When the government takes action that results in increased spending, and an increased or decreased demand for products or services, it is called a “spending shock” or a “demand shock.” Ideally, firms should be prepared to benefit from shocks in government spending. But are some more prepared than others?
In “Cross-Subsidization in Conglomerate Firms: Evidence from Government Spending Shocks,” published in 2022 in the Journal of Financial and Quantitative Analysis, Culverhouse’s Dr. Lei Kong and collaborator Darren J. Kisgen (Boston College) investigated how the organizational structure of a firm affects its investment behavior when responding to demand shocks from government spending. The researchers drew upon data from various industries and segments to compare investment behavior.
The authors found that segments in industries that rely more on government spending invest more when government spending increases. However, this is less true in conglomerates, especially for those that are more dependent on government spending. This is because segments that depend on the government more tend to subsidize segments that depend on the government less, an effect they call cross-subsidization. This practice also reduces conglomerate value.

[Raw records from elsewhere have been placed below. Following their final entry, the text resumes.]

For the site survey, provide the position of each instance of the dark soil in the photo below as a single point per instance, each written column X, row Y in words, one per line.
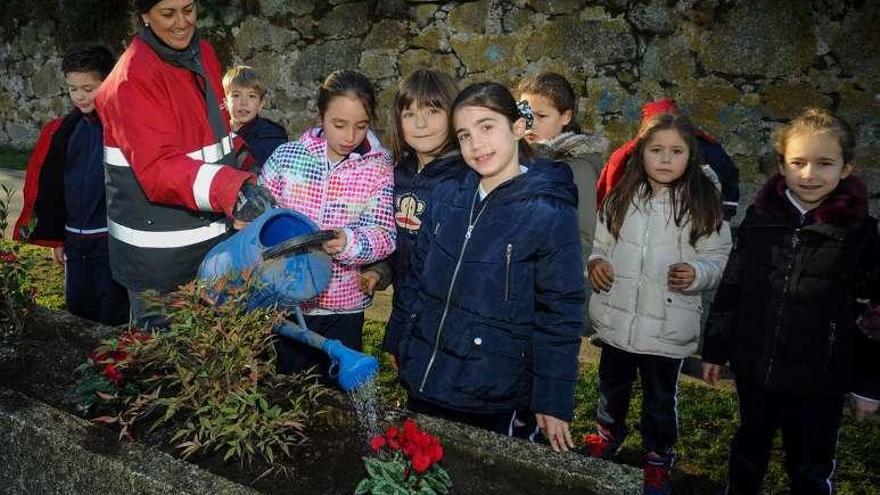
column 330, row 463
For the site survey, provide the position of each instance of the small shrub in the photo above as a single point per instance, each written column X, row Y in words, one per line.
column 104, row 382
column 17, row 292
column 405, row 462
column 210, row 377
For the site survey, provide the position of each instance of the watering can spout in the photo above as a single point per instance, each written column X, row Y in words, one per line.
column 355, row 368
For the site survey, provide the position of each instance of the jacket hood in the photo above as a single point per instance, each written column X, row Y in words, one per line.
column 438, row 167
column 263, row 128
column 565, row 145
column 544, row 178
column 847, row 204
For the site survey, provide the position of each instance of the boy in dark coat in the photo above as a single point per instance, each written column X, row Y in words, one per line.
column 64, row 195
column 245, row 99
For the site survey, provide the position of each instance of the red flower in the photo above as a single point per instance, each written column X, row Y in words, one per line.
column 113, row 374
column 435, row 452
column 421, row 463
column 410, row 428
column 377, row 442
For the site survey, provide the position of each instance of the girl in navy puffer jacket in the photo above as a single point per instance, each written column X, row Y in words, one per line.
column 496, row 323
column 425, row 154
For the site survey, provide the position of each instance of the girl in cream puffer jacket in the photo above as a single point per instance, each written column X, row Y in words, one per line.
column 661, row 240
column 640, row 313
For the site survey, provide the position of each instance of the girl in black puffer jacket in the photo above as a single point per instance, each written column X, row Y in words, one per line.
column 785, row 314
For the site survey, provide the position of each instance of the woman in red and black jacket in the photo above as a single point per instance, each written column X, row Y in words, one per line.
column 172, row 163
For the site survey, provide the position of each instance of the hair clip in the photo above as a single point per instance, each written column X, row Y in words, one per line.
column 525, row 111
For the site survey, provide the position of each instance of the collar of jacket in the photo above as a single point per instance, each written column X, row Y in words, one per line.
column 439, row 166
column 565, row 145
column 846, row 205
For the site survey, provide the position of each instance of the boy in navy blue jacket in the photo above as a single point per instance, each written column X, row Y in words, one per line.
column 64, row 196
column 245, row 99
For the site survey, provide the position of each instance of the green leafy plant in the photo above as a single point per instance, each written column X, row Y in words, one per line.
column 405, row 462
column 17, row 291
column 210, row 377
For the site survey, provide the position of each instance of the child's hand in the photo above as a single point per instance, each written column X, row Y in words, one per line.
column 58, row 255
column 556, row 431
column 711, row 372
column 863, row 408
column 601, row 274
column 680, row 276
column 336, row 245
column 367, row 282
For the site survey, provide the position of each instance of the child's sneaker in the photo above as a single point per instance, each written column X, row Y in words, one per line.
column 657, row 470
column 601, row 444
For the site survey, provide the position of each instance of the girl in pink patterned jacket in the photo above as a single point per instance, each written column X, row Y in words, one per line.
column 340, row 176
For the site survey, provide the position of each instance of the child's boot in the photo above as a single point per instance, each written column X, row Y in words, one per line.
column 657, row 469
column 601, row 444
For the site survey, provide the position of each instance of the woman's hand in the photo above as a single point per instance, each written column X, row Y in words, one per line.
column 680, row 276
column 556, row 431
column 58, row 256
column 367, row 281
column 601, row 274
column 711, row 372
column 336, row 245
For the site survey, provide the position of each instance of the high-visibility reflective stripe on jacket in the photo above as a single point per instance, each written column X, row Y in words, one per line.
column 166, row 194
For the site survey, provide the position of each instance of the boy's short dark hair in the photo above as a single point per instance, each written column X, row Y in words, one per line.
column 245, row 77
column 89, row 58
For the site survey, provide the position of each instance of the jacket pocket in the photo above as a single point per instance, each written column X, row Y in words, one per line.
column 600, row 309
column 832, row 338
column 508, row 253
column 681, row 323
column 495, row 368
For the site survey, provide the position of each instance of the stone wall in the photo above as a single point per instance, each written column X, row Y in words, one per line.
column 739, row 67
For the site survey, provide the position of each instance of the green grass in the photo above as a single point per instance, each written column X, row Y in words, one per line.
column 707, row 422
column 13, row 158
column 707, row 416
column 48, row 276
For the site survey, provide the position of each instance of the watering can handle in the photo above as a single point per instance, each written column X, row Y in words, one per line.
column 298, row 243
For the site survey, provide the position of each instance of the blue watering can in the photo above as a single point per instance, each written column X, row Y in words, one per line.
column 279, row 246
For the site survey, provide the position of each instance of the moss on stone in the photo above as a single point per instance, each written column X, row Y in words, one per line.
column 783, row 101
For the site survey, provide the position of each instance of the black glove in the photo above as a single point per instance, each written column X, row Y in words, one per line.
column 252, row 201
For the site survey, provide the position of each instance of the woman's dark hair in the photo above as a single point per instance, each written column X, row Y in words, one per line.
column 425, row 88
column 492, row 96
column 347, row 83
column 558, row 90
column 694, row 197
column 816, row 121
column 88, row 58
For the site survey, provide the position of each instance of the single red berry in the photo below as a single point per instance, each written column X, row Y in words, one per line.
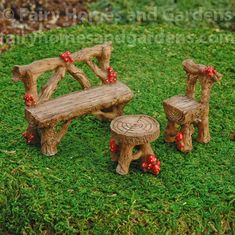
column 158, row 163
column 181, row 145
column 151, row 159
column 149, row 166
column 113, row 146
column 179, row 136
column 155, row 169
column 144, row 166
column 110, row 69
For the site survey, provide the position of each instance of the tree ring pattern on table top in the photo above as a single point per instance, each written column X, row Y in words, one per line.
column 135, row 126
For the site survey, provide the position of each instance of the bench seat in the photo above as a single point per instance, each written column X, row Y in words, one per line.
column 78, row 103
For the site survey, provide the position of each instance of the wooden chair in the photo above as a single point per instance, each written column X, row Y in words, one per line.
column 43, row 115
column 186, row 111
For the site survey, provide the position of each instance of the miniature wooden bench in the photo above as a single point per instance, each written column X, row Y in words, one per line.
column 131, row 132
column 186, row 111
column 43, row 115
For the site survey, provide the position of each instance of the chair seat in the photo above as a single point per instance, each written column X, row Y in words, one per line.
column 182, row 109
column 78, row 103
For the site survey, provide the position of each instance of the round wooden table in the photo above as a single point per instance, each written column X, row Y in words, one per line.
column 131, row 132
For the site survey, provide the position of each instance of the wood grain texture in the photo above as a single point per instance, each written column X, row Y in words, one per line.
column 186, row 111
column 106, row 101
column 129, row 132
column 79, row 103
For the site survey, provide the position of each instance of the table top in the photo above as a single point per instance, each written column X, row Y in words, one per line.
column 139, row 126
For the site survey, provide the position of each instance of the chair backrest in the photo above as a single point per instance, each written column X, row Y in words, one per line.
column 29, row 74
column 206, row 75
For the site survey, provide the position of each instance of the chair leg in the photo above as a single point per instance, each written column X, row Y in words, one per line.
column 170, row 132
column 146, row 150
column 187, row 131
column 125, row 159
column 203, row 131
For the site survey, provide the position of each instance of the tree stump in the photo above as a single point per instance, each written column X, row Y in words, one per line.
column 131, row 137
column 186, row 111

“Small firms can together form a large conglomerate, which may help to reduce their financial constraints,” Kong explained. “However, our findings show that these large conglomerates tend to engage in ‘corporate socialism,’ a phenomenon that strong segments within a conglomerate wind up subsidizing weak ones, which tends to be penalized by investors in the market. Firms that stay within their core competence are better rewarded by the market.”